What is the most pressing thing facing the transgender community today in your opinion?
Ignorance. Uneducated people who don’t know anything about it and don’t want people to get educated about it. Being educated about this is such an easy thing. Just look up, ‘transgender person’ and you’re done. It’s a five-minute thing you can do one time!
What’s most surprised you about being a transgender artist?
The reason I’m an independent artist is because I went to major labels and all they would talk about was my gender. People would either hate it or use it and I didn’t want to do either. I wanted my music to speak for itself so I was like, ‘I’m going to do it myself, perform at every gay club there is and build a legit fan base.’
What would you say to the music bosses who doubted you?
I’m really proving myself by working really hard, my quality of music and I don’t have anything to say at the end of the day. That’s what I’m doing, proving a bunch of people wrong.

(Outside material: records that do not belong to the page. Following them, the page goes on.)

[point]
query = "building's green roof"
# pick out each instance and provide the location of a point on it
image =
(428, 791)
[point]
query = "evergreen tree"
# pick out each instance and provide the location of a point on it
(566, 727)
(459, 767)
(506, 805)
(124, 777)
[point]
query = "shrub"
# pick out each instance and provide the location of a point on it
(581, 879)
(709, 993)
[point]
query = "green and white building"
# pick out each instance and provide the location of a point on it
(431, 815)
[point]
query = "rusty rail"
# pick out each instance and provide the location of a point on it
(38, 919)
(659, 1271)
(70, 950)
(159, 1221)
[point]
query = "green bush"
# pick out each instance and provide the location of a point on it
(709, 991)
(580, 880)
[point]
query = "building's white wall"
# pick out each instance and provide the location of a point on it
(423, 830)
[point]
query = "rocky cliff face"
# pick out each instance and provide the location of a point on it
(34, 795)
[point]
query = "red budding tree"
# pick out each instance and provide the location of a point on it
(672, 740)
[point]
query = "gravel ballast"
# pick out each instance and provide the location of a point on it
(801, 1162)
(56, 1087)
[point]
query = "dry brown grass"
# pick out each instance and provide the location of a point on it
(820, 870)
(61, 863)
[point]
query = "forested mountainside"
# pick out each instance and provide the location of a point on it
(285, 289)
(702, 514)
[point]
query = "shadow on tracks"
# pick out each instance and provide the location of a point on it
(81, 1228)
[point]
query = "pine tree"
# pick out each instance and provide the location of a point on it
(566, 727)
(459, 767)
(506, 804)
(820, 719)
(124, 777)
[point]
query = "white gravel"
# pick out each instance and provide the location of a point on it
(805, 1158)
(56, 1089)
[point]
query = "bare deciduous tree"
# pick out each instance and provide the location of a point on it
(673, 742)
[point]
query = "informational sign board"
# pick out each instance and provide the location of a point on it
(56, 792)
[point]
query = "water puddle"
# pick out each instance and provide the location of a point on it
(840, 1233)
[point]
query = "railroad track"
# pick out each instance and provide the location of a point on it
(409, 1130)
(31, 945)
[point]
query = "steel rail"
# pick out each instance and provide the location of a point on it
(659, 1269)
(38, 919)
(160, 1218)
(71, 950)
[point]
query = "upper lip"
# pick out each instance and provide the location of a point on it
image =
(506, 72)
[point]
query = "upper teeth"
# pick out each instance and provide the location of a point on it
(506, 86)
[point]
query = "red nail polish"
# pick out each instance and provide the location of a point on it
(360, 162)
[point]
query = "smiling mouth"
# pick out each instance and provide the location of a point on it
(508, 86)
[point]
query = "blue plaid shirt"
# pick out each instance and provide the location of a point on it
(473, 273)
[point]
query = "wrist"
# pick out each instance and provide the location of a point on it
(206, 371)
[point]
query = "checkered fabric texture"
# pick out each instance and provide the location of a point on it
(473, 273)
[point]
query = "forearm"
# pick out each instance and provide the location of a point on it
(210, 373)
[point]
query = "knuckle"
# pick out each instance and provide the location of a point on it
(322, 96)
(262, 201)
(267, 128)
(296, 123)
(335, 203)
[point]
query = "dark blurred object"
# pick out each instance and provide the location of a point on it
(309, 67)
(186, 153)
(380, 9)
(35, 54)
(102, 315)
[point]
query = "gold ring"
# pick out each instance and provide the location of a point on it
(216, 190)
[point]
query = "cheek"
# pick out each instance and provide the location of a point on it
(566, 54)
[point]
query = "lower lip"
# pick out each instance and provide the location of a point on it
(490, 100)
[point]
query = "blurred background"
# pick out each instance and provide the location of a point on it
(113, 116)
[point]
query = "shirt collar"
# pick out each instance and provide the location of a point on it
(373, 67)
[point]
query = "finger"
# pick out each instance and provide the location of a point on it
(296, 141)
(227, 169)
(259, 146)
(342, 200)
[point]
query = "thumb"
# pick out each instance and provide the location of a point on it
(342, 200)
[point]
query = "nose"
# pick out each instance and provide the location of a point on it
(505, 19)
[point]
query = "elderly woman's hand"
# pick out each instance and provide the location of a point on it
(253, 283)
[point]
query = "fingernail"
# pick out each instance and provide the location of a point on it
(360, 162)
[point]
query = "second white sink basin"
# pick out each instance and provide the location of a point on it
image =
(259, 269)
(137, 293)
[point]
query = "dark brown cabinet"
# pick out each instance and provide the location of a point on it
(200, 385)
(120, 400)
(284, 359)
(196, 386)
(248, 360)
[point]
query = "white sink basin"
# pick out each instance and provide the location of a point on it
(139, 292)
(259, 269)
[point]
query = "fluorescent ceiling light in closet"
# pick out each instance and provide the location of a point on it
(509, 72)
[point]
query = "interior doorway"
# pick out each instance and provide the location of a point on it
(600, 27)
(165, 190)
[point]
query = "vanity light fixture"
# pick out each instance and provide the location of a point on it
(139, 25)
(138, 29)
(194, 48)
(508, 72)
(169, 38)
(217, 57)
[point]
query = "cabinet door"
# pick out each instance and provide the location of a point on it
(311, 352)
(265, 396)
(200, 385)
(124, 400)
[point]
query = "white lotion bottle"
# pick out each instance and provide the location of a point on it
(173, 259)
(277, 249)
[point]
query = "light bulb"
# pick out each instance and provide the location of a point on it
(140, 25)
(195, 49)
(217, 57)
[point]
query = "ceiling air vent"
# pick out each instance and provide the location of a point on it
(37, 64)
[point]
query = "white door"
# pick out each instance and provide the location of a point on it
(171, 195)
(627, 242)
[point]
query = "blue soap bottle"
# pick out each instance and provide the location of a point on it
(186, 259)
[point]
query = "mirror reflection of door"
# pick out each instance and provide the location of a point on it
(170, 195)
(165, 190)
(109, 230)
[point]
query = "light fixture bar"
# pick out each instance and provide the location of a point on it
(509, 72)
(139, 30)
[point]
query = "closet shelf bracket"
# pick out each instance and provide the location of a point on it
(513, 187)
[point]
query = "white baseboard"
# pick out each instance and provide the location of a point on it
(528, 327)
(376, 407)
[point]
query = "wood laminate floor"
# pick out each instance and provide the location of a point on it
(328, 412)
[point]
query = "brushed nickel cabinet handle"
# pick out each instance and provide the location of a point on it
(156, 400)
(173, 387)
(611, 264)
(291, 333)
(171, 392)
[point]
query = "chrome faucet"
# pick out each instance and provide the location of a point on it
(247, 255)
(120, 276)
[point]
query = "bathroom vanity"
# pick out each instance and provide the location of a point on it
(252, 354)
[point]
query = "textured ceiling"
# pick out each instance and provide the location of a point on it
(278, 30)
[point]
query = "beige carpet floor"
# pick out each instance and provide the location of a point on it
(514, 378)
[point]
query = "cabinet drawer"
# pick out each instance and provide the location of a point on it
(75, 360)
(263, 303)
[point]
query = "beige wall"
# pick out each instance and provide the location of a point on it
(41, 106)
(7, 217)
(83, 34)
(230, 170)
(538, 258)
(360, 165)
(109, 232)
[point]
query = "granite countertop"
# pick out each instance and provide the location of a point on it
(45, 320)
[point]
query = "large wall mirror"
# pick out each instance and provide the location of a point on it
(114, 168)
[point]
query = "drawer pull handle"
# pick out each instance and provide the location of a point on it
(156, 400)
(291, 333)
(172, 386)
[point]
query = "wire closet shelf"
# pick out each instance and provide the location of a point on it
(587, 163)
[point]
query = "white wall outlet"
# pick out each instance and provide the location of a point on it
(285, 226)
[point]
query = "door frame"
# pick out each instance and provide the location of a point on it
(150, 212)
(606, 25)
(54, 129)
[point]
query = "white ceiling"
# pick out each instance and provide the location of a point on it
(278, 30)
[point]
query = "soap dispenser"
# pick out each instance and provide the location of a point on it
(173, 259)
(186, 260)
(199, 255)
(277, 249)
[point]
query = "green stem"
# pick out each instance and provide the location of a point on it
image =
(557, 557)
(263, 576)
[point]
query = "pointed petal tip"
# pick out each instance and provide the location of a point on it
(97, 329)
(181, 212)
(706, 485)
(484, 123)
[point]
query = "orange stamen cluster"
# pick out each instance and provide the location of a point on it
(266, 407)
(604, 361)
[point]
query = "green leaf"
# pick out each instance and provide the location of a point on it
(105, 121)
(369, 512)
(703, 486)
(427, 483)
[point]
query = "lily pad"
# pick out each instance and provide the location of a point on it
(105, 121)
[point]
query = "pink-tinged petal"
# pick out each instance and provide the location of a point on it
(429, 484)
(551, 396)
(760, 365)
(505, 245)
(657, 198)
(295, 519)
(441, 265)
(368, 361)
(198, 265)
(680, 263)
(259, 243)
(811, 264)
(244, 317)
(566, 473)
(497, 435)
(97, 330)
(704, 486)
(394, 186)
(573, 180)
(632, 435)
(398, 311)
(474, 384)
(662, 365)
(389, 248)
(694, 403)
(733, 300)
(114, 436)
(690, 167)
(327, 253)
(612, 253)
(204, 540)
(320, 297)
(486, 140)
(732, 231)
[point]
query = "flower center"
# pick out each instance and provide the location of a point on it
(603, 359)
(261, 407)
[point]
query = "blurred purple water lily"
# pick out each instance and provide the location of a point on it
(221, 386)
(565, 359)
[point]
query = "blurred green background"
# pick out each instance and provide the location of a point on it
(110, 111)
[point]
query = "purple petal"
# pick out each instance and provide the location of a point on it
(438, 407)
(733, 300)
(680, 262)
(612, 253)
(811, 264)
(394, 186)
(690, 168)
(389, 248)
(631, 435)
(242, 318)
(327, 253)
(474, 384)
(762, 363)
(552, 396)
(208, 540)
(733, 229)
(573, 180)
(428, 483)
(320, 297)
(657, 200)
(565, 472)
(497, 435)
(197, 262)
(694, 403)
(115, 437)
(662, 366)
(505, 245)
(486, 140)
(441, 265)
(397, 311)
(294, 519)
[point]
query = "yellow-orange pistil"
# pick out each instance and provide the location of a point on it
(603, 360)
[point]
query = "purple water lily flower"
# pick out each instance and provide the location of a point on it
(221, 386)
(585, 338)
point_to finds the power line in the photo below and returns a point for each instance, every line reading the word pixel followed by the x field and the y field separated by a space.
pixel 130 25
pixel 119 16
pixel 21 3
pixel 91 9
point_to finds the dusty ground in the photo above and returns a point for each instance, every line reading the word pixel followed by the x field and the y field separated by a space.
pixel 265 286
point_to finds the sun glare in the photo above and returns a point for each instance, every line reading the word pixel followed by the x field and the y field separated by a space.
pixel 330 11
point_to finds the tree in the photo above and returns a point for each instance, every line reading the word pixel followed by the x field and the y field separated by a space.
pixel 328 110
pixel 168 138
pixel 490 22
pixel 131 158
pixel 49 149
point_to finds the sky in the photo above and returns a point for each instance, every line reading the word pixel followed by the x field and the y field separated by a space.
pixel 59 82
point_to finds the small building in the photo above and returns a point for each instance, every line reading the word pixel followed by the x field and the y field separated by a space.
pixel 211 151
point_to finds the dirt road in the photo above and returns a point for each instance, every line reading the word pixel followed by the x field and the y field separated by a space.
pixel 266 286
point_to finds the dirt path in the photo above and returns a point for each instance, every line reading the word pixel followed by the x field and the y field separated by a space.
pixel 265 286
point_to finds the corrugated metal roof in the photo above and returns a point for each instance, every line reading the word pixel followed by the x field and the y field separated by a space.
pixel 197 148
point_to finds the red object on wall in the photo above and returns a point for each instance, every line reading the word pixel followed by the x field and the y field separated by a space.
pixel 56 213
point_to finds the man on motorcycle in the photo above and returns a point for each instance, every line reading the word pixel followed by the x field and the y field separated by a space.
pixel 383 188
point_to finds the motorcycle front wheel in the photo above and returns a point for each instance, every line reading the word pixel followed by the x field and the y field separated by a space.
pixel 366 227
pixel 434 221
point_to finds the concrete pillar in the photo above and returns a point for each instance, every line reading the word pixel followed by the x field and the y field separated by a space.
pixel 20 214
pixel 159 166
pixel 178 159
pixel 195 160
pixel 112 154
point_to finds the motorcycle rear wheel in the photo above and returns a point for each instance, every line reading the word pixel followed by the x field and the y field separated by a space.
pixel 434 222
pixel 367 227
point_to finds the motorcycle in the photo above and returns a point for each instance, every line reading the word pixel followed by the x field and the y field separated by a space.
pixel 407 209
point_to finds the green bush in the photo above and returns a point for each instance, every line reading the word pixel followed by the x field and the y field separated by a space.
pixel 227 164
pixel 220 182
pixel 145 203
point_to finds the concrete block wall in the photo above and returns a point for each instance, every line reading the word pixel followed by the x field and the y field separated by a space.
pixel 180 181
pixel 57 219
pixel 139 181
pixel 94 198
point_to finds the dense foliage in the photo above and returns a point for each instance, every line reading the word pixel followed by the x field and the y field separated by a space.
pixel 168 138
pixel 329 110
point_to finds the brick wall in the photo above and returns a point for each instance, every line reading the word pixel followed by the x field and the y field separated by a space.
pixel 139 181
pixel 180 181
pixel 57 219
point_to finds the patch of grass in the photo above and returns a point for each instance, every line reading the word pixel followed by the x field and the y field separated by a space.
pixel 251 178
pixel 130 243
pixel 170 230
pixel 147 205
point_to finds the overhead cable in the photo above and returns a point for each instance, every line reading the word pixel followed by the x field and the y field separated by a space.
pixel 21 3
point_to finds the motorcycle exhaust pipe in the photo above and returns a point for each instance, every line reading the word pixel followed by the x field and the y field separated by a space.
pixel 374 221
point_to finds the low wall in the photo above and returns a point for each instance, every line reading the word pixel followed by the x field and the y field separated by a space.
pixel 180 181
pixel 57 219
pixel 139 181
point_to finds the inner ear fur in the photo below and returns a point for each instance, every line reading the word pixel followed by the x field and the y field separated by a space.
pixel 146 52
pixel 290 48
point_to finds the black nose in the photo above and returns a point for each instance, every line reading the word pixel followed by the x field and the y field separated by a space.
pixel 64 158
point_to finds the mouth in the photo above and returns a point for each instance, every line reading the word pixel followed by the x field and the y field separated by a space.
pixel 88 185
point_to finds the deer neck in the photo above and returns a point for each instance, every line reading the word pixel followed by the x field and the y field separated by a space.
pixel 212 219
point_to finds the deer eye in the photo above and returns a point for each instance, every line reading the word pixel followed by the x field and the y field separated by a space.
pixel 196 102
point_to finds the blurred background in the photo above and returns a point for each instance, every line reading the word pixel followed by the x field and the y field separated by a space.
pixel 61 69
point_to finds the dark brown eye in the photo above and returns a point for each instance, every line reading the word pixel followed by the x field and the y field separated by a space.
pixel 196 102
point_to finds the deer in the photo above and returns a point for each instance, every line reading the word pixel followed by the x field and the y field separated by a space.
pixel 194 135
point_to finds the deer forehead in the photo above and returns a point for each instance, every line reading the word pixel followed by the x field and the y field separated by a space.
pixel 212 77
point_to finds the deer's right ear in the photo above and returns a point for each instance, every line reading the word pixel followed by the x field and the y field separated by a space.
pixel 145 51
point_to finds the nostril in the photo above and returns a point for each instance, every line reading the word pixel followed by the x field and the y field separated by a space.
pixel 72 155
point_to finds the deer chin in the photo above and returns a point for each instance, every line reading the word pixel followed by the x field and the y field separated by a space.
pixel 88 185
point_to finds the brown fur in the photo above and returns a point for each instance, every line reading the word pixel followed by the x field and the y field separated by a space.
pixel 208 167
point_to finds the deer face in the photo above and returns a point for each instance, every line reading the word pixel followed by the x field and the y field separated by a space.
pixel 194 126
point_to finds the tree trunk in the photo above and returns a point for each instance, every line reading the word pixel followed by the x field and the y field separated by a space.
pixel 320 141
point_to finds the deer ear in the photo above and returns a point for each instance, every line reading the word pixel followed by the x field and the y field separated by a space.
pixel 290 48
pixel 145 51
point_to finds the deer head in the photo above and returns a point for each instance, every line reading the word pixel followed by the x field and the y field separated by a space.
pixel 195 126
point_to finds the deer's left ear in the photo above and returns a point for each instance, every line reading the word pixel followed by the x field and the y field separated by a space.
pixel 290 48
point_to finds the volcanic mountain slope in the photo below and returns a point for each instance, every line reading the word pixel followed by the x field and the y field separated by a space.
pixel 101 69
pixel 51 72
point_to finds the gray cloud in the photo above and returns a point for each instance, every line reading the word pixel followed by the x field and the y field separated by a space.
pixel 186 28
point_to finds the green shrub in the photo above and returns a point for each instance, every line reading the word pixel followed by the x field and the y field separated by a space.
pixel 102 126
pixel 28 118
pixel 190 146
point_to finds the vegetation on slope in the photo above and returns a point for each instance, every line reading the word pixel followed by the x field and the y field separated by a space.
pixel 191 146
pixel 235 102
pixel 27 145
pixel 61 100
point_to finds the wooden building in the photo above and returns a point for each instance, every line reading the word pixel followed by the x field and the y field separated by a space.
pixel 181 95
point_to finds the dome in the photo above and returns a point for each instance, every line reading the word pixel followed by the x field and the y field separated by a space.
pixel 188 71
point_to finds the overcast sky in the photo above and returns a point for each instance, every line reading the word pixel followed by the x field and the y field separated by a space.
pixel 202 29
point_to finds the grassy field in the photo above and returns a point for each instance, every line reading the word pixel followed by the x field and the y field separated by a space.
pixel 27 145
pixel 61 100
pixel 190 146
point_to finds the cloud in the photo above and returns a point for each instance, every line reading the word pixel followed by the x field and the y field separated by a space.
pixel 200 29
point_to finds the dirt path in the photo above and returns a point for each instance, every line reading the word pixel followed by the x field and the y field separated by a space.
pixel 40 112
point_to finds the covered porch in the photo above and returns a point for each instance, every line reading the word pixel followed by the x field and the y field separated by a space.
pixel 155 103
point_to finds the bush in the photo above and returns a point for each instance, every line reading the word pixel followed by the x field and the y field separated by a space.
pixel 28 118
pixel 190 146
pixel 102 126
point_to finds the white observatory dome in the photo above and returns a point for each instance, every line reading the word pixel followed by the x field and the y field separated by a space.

How has music helped you with your mental health?
A lot. I get over a lot of stuff by writing about it. When I write a song, I get to really sit down and focus on exactly the way I want to say it so it’s super therapeutic.
What has music helped you deal with the most?
Heartbreak. I constantly write about heartbreak. It’s really helped me.
What do you tell yourself in low moments?
Sometimes I dig myself into being really depressed and thinking everything is pointless and usually the next day everything is fine. I’ve done this a million times and every time it’s OK in the end.
What kind of relationship do you have with your self critic?
I’ve learned to embrace it but also take it easy and be proud of myself in moments of success and when I’m doing something right. You have to celebrate and be happy along the way because if you’re not, what’s the point.
What would your message be to someone watching now who’s had to face the same challenges you have overcome?
Some of coolest people I hang out with now were bullied at school and were not popular kids at all. Those are all the artists I’m inspired by, the best friends I have, those are all the coolest people I know so you’re probably really cool!